Location
- Country: Ukraine

Physical characteristics
- Mouth: Dnieper
- • coordinates: 47°19′16″N 34°01′43″E﻿ / ﻿47.321°N 34.0286°E
- Length: 41 km (25 mi)

Basin features
- Progression: Dnieper→ Dnieper–Bug estuary→ Black Sea

= Rohachyk =

River in Ukraine

The Rohachyk river (Ukrainian: Рогачик) is a left tributary of the Dnieper river in Kherson oblast, Ukraine. It has a length of 41 km. The river valley is up to 200 m wide. The width is generally 5 m. There are several ponds on the river. It names derives from a Ukrainian word for the "horn" as the river is winding.

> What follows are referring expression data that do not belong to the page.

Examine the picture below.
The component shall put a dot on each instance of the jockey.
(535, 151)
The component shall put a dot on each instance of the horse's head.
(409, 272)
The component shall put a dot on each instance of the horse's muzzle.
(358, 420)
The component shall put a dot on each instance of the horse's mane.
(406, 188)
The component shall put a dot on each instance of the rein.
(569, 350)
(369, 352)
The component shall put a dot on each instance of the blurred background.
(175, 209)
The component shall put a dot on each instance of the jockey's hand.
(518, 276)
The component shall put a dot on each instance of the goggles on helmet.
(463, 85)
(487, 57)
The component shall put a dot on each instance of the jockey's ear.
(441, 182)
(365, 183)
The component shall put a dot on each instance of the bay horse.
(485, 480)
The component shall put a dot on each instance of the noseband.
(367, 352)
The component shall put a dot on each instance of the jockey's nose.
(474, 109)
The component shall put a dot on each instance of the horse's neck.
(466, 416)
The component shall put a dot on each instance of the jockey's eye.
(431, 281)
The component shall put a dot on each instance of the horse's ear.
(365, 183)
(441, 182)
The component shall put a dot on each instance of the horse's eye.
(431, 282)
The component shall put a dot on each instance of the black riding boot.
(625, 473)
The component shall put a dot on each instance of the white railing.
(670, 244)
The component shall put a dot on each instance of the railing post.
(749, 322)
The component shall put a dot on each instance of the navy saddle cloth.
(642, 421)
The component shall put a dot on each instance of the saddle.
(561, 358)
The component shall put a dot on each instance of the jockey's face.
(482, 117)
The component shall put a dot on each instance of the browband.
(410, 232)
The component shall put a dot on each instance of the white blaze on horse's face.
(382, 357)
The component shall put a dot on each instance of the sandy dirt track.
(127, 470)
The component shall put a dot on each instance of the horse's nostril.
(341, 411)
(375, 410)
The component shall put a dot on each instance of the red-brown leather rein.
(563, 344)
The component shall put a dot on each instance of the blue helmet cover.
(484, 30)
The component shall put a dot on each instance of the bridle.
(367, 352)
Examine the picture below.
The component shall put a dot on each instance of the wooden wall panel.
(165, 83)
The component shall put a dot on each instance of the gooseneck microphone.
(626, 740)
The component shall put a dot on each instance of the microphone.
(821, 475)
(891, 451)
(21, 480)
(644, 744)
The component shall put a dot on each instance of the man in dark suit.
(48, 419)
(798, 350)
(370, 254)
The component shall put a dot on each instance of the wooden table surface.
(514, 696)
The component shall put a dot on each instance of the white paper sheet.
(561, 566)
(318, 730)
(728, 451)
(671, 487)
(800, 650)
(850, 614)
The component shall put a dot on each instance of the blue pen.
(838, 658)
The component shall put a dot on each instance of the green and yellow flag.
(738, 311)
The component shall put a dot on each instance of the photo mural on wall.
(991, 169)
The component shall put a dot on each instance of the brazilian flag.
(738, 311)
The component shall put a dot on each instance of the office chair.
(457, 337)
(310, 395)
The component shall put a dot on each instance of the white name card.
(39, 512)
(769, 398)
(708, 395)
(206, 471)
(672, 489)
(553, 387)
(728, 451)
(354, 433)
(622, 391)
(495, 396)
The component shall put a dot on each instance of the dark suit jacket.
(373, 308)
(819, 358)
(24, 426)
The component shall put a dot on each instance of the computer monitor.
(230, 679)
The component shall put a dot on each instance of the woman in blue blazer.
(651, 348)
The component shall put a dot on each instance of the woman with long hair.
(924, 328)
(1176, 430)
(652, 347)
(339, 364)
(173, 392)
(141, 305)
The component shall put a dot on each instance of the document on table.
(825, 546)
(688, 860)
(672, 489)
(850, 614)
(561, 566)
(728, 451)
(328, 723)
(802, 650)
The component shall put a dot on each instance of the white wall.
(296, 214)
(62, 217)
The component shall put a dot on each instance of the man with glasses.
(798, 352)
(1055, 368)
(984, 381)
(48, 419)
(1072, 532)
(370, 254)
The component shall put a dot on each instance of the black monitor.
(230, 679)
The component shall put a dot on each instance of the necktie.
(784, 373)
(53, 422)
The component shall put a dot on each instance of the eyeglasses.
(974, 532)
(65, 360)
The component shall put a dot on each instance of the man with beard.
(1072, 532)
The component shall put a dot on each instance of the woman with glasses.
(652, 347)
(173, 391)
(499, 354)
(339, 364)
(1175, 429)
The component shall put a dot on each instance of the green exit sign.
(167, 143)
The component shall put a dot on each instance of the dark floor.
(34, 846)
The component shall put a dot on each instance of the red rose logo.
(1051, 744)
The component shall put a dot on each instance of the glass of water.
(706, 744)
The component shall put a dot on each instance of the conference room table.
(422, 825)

The Rohachyk river rises in the southern outskirts of the urban-type settlement of Verkhnii Rohachyk. It flows through the territory of Kakhovka Raion of Kherson Oblast. The mouth area of the river 7 km in length creates Nyzhniy (Lower) Rohachyk estuary which is separated from the Dnieper by Kakhovka Reservoir dam.

There are three unnamed left tributaries.

The river flows through such settlements as: Verkhnii Rohachyk, Novooleksiivka, Trudovyk, Zoria, Heorhiivka, Oleksiivka, Prolatarii.